Is merging data frames by range supported now?
Do you mean asofjoin?
If yes then it is not implemented yet. We are internally discussing with @nalimilan about the best API design for this feature. I expect that it will be implemented in main
branch this year.
For example, dataframe A has two columns id and date, and dataframe B has three columns id, date1, and date2. merge A and B based on (id = id, date1 < date < date2)
do you want all rows from the second table that meet this condition or only the closest one?
all rows.
FlexiJoins.jl is the most general package for joining datasets, to my knowledge. It does efficient joins by predicates such as the one you need, and also supports DataFrames
merge A and B based on (id = id, date1 < date < date2)
using FlexiJoins, IntervalSets
innerjoin((A, B), by_key(:id) & by_pred(:date, ∈, x -> x.date1..x.date2))
x → x.date1…x.date2
Does this range include date1 and date2?
Thanks for this package. Is it as fast as DataFrames?

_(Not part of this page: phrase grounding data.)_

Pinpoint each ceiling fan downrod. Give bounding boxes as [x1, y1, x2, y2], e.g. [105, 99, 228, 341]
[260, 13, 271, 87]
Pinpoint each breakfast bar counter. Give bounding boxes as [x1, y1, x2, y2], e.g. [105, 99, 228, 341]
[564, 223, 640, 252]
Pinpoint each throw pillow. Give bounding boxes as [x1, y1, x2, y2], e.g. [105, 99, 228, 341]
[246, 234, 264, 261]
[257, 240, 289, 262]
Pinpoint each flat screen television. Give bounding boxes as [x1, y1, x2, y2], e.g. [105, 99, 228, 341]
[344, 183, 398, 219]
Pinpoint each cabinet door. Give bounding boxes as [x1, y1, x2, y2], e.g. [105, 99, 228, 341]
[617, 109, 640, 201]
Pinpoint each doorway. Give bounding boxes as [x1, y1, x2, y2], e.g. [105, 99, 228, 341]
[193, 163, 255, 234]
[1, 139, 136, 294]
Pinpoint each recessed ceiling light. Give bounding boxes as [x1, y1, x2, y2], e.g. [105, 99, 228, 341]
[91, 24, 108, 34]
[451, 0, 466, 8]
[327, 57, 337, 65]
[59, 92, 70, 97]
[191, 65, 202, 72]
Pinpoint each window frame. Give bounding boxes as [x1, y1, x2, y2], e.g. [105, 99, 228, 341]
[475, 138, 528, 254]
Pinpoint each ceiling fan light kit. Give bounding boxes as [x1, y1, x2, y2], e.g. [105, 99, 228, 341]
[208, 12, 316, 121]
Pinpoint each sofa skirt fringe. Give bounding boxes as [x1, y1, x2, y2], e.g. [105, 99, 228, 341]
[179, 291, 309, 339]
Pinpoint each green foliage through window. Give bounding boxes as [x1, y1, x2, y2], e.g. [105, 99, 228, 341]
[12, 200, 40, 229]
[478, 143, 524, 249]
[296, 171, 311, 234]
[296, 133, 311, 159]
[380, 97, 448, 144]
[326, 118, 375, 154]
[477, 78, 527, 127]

Yes, this is a closed interval from IntervalSets.jl. See their documentation for other kinds of intervals - open and halfopen. They all are supported in FlexiJoins
.
I believe DataFrames efficiently optimize more cases on equijoins (join by key), but in simple cases the performance seems similar - see some (not documented) benchmarks.
As for nonequijoins, like the range join discussed here, only FlexiJoins support it directly. And this should be much faster than looping over all L-R pairs, filtering them.
In package InMemoryDataSets, the function innerjoin performs exactly the same. In my experience, amongst other packages, it is the fastest and the most efficient one.
DataFrameIntervals.jl is another option for this.